Patricia Valentine lived above the tavern and was awakened by gunshots about 2:30 a.m. She first ran to her window and saw two men leave the scene in a white car, then ran downstairs to the bar. Alfred Bello and Arthur Bradley were in the process of breaking into a nearby factory. Bello, who was standing lookout, was either in or outside of the bar (a main point of contention). Within minutes, police arrived at the scene and took statements from Bello, Marins and Valentine. A description of the car was sent out on police radio. A few minutes later, a Paterson police officer who just given up a brief chase of two cars, one white and one black, speeding out of town, started driving back into Paterson. He stopped a white car leased by Carter about 14 blocks away from the Lafayette Bar. Artis was driving, John Royster was sitting in the front seat, and Carter was alone in the back seat. The car was not speeding and there were no weapons in sight. Carter told the officer that the men were driving to his home, about six blocks away, to obtain money, and the car was allowed to go. Fifteen minutes later, Carter’s car was observed outside the La Petite Bar about 10 blocks west of the Lafayette. About five minutes later, the car was sighted for a third time, with only Carter and Artis in the vehicle. This time the police escorted the car and its occupants to the crime scene.

From the evidence, it appears neither Bello nor Valentine identified the petitioners at the scene, and there is considerable dispute as to the identification of the car at the scene and again later that evening at the police station.

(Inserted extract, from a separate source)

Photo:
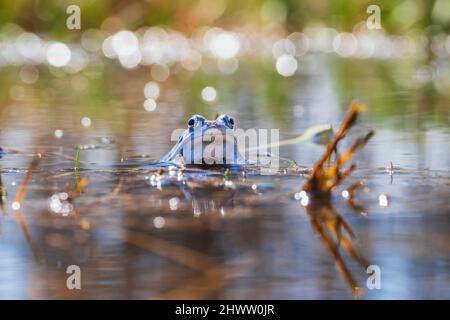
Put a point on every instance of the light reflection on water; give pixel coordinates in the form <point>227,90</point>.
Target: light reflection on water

The petitioners were taken to the station and to the hospital where the two survivors did not identify them. The petitioners were questioned, given polygraph examinations and released about 7 p.m. on June 17.

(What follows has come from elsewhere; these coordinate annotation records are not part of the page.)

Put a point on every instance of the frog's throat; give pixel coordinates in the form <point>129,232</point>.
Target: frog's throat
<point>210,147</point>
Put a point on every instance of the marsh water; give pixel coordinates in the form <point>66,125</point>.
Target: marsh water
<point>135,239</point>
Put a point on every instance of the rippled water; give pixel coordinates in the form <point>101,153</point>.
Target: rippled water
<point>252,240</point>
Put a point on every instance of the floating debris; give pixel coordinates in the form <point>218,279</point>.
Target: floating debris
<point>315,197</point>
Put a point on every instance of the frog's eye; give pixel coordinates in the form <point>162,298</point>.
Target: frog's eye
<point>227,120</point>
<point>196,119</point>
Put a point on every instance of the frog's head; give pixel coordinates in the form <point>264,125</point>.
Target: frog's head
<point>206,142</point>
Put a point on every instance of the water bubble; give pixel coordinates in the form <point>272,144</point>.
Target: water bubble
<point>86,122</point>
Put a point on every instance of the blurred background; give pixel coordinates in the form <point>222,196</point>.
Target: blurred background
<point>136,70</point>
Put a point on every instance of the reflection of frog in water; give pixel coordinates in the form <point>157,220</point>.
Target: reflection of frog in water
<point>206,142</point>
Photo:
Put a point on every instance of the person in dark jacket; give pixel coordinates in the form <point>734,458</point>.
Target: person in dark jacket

Meanwhile, police searched the car in which they later alleged that they found a live .12 gauge shotgun shell in the trunk and a live .32 caliber shell on the floor of the front seat. There was considerable dispute about this evidence.

The petitioners voluntarily testified before a Passaic County Grand Jury which did not return any indictments. In July and October, Bello told a Paterson police officer that he had seen Carter and Artis at the crime scene. Bello and Bradley identified Carter as one of the two black men they saw coming from the Lafayette Bar with weapons in their hands. Bello, but not Bradley, identified Artis as the second man. On the basis of these identifications, the petitioners were indicted and ultimately convicted of murder in June of 1967.

*536 In late 1973, Fred Hogan, a state Public Defender’s Office investigator assigned to Carter’s case began contacting Bello and Bradley about the case. Hogan had communicated with Richard Solomon, a documentary film-maker, Selwyn Raab, who then worked for a New York television station, and Hal Levinson, who worked for Raab at the station. Raab and Levinson eventually talked with Bello about recanting his testimony. After Bradley gave Hogan a statement recanting his identification of Carter, Hogan continued to talk with Bello, who in a written statement from jail in September 1974 first recanted his 1966 testimony (37T125) 2 . The recantation resulted in a hearing and began a series of events that ultimately set the stage for the second trial in 1976.

At the retrial, there was considerable testimony concerning alleged inducements made to Bello by both the prosecution and the defense camp in order to change his story. (See: The Brady Violation, infra) There was also evidence presented, and disputed by the defense, that Carter attempted to create a false alibi for the 1967 trial. (See: The Brady Violation, infra) The petitioners were both found guilty of first degree murder. Carter was sentenced to two consecutive and one concurrent life sentences and remains in prison.